THE CHIEF inspector and MPs on the education select committee have had a long and interesting relationship.
And as Chris Woodhead, accompanied by three colleagues, faced the MPs this week, it looked as if their bare-knuckle contest was staggering on.
It was the first time they had met since the the publication of the committee's report on the Office for Standards in Education, which said Mr Woodhead should curb his intemperate approach and rely on evidence not conjecture.
But despite a tetchy start, the confrontation never sparked.

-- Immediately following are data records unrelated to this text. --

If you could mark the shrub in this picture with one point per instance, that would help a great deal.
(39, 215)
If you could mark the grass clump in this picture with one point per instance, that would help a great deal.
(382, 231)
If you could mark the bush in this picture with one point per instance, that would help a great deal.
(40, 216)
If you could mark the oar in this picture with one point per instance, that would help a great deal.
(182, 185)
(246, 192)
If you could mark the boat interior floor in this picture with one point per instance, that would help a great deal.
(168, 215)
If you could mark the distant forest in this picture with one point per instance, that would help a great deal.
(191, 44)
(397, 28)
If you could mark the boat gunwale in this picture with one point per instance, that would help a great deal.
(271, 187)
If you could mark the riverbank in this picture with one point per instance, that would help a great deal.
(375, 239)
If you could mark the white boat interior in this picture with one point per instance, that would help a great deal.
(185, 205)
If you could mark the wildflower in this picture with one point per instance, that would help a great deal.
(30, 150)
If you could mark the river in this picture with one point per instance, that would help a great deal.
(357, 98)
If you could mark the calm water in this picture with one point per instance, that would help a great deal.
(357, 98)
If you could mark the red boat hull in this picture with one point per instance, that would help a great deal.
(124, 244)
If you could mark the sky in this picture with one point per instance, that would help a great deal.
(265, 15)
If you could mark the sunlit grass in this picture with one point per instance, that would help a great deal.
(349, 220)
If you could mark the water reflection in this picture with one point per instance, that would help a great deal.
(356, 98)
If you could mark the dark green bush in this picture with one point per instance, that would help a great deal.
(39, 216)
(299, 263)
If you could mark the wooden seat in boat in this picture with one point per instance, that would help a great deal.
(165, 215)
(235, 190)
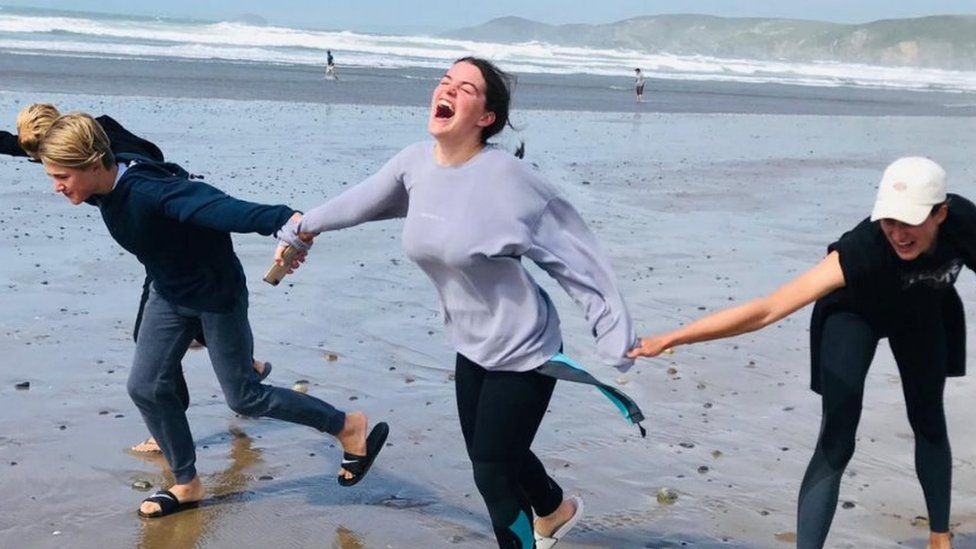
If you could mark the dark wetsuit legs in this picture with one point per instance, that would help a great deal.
(848, 346)
(500, 413)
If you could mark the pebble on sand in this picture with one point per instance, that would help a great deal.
(666, 496)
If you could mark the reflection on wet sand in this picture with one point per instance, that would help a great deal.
(186, 529)
(347, 539)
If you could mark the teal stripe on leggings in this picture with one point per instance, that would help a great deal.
(522, 529)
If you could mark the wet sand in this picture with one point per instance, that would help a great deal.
(698, 211)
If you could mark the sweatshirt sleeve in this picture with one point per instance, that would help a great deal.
(200, 204)
(380, 196)
(565, 248)
(9, 145)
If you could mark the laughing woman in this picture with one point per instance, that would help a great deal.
(890, 277)
(473, 212)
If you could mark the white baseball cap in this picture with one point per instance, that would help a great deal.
(909, 188)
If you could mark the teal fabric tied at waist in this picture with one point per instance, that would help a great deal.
(562, 367)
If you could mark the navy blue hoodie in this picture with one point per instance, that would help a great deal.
(180, 231)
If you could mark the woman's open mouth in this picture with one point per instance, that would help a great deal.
(443, 109)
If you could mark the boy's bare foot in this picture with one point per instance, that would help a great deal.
(353, 437)
(148, 446)
(940, 540)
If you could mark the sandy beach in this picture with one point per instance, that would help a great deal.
(697, 210)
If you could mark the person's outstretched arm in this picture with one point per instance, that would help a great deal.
(200, 204)
(565, 248)
(380, 196)
(810, 286)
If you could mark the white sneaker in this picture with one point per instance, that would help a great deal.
(544, 542)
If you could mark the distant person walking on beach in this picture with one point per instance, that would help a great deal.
(639, 84)
(330, 66)
(891, 276)
(180, 230)
(473, 213)
(33, 122)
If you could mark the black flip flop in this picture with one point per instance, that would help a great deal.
(266, 372)
(359, 465)
(168, 504)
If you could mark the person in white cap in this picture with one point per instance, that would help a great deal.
(891, 276)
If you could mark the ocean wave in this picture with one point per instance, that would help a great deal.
(231, 41)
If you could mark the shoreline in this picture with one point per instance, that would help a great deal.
(40, 74)
(695, 210)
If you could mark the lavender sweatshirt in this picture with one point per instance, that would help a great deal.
(468, 227)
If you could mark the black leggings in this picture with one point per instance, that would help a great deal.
(500, 413)
(848, 346)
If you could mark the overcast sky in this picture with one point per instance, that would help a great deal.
(441, 15)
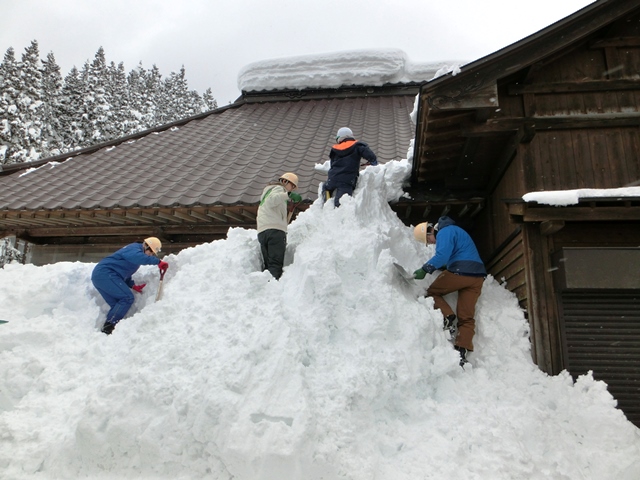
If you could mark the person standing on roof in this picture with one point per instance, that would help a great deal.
(345, 166)
(464, 273)
(273, 220)
(112, 277)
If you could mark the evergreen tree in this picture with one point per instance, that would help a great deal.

Liberal Democrat Phil Willis at one point wondered if he'd been taking the right pills, as he heard himself agree, more than once, with the chief inspector.
It was Mr Willis who asked Mr Woodhead whether he felt he had carried out a McCarthyite crusade against the forces of conservatism in the education world - a reference to Tony Blair's remarks at the recent Labour party conference.

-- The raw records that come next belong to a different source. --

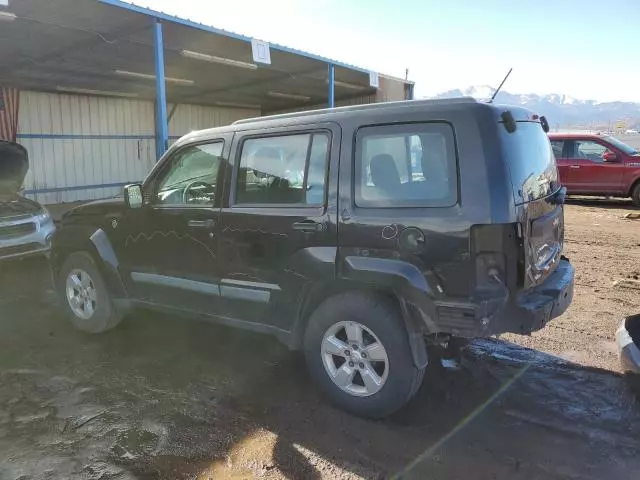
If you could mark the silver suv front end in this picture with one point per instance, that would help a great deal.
(26, 235)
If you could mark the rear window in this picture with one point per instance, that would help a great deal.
(531, 162)
(406, 165)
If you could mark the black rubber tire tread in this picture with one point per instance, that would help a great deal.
(106, 315)
(635, 195)
(383, 317)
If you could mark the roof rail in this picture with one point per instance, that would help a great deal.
(357, 108)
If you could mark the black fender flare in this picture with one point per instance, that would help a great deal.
(411, 289)
(93, 239)
(401, 280)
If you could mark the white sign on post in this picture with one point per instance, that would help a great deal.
(374, 81)
(261, 51)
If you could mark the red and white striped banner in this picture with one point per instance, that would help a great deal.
(9, 105)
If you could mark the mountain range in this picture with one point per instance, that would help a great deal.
(561, 110)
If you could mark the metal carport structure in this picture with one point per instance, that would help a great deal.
(114, 49)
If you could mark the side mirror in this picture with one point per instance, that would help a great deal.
(133, 196)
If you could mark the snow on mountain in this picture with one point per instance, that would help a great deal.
(561, 110)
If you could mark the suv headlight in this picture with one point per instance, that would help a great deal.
(44, 217)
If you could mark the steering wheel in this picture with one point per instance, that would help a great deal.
(198, 183)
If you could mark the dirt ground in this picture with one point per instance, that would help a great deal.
(605, 249)
(163, 398)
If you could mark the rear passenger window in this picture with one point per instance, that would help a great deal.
(406, 165)
(558, 148)
(287, 170)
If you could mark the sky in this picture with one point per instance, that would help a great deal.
(582, 48)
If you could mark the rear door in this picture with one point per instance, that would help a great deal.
(590, 173)
(277, 231)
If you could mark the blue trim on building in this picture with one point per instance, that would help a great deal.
(218, 31)
(332, 87)
(162, 124)
(73, 136)
(79, 187)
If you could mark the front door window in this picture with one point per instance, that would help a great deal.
(191, 178)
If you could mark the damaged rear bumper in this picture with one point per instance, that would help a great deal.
(494, 314)
(537, 306)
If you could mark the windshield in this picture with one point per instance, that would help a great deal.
(620, 145)
(532, 165)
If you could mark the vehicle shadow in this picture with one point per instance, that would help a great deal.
(163, 398)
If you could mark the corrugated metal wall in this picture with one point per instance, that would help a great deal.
(84, 147)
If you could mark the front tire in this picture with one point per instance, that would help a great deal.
(358, 352)
(84, 295)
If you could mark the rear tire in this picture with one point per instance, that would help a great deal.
(378, 387)
(84, 295)
(635, 195)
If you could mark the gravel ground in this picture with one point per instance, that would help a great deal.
(163, 398)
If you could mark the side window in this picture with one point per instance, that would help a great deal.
(590, 150)
(288, 169)
(406, 165)
(191, 177)
(558, 148)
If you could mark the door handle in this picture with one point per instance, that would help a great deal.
(210, 224)
(308, 226)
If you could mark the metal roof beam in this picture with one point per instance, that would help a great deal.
(199, 26)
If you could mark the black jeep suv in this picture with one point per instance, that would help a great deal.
(357, 234)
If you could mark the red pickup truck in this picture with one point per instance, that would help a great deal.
(594, 164)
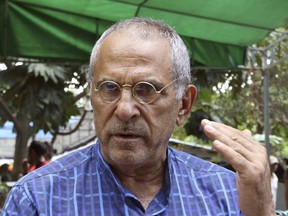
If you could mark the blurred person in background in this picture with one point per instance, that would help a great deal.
(274, 163)
(37, 153)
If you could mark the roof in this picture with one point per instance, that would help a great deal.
(217, 32)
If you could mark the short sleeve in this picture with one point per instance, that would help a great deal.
(18, 203)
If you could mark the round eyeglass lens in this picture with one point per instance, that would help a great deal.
(109, 91)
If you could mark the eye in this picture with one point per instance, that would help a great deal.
(144, 92)
(108, 87)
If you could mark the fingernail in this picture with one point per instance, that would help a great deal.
(209, 128)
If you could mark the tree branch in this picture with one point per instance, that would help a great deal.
(10, 115)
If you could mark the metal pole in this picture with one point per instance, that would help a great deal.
(266, 110)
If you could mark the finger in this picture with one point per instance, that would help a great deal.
(243, 138)
(230, 149)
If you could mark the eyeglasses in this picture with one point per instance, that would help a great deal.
(143, 92)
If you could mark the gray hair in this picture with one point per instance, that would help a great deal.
(149, 28)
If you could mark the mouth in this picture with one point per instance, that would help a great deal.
(126, 135)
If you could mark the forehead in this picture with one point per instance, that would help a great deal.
(132, 54)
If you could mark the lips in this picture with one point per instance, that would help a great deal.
(126, 135)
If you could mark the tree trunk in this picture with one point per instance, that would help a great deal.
(22, 139)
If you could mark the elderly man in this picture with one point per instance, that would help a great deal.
(140, 89)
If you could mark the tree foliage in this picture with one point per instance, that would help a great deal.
(236, 97)
(34, 96)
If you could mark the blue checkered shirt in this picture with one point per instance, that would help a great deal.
(82, 183)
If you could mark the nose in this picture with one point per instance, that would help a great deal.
(126, 106)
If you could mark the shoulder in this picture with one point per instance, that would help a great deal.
(61, 165)
(190, 162)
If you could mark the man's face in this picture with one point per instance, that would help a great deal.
(131, 133)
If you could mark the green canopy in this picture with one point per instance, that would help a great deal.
(217, 32)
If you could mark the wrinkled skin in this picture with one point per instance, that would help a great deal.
(249, 159)
(133, 136)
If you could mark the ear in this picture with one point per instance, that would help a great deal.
(89, 87)
(186, 104)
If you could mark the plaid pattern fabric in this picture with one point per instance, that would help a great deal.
(82, 183)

Mr Woodhead declined to be drawn into such murky territory, but said he did recognise that the culture of excuses still existed in a minority of cases.

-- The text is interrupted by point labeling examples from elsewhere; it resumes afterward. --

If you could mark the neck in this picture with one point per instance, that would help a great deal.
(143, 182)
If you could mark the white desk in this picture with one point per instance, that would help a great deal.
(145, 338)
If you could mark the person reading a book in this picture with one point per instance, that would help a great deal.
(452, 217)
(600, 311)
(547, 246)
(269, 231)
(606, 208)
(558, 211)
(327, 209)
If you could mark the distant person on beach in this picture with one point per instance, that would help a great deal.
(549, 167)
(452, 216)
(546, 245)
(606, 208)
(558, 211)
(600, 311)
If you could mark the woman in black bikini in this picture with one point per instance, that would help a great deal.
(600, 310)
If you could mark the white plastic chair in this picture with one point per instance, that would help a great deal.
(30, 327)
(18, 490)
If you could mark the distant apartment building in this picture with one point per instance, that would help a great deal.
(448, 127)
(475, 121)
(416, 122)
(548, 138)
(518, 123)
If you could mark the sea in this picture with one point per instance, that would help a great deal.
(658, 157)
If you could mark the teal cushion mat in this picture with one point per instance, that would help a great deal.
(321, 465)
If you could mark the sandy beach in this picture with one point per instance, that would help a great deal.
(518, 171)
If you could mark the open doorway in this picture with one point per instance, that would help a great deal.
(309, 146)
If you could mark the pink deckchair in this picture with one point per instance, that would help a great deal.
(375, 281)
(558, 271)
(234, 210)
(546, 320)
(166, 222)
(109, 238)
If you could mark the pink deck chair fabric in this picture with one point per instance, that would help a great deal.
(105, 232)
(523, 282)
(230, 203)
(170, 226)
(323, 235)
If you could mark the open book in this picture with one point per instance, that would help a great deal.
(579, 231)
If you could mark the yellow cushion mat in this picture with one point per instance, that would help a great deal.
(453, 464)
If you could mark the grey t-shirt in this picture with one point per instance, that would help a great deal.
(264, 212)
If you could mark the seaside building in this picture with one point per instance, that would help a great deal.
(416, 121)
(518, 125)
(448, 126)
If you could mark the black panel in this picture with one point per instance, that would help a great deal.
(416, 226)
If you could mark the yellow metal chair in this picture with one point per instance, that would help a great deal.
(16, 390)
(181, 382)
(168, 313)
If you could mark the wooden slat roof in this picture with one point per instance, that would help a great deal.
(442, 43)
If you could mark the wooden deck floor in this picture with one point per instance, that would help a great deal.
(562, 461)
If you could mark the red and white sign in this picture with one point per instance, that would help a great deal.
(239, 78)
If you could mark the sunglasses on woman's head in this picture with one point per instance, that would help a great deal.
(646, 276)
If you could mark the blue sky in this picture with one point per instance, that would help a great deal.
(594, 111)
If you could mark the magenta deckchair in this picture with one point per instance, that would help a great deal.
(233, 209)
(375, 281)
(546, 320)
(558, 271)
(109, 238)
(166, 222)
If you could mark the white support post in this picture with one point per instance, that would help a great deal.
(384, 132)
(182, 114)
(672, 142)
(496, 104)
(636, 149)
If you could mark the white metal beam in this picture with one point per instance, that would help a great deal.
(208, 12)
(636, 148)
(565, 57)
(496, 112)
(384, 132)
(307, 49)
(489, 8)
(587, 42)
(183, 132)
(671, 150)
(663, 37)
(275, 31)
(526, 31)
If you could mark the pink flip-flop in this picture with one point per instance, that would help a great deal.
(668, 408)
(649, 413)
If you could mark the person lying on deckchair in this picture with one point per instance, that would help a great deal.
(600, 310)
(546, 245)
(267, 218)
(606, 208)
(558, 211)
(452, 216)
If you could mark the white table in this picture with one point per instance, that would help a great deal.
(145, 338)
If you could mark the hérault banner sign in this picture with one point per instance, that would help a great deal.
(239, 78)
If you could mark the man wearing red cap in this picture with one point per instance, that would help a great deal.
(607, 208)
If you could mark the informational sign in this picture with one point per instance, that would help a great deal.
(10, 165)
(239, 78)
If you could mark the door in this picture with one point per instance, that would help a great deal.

"I'm taking about a minority where the culture of excuses includes: low expectations; the tendency to blame the Government for lack of resources, parents for not producing more intelligent children and the collapse of Western civilisation as we approach the new millennium," he said.
He said despite many believing that his task was a poisoned chalice, OFSTED had delivered what Parliament required. If he thought he had not done his job properly, he would have resigned.
He acknowledged failings in a number of his inspectors, but said the inspection service had changed the culture and climate of schools. While there was still a stubborn rump of failing schools, standards were rising.
The committee is awaiting the appointment of a chair, since Malcolm Wicks, like his predecessor Margaret Hodge, has been promoted to the Department for Education and Employment where he is lifelong learning minister.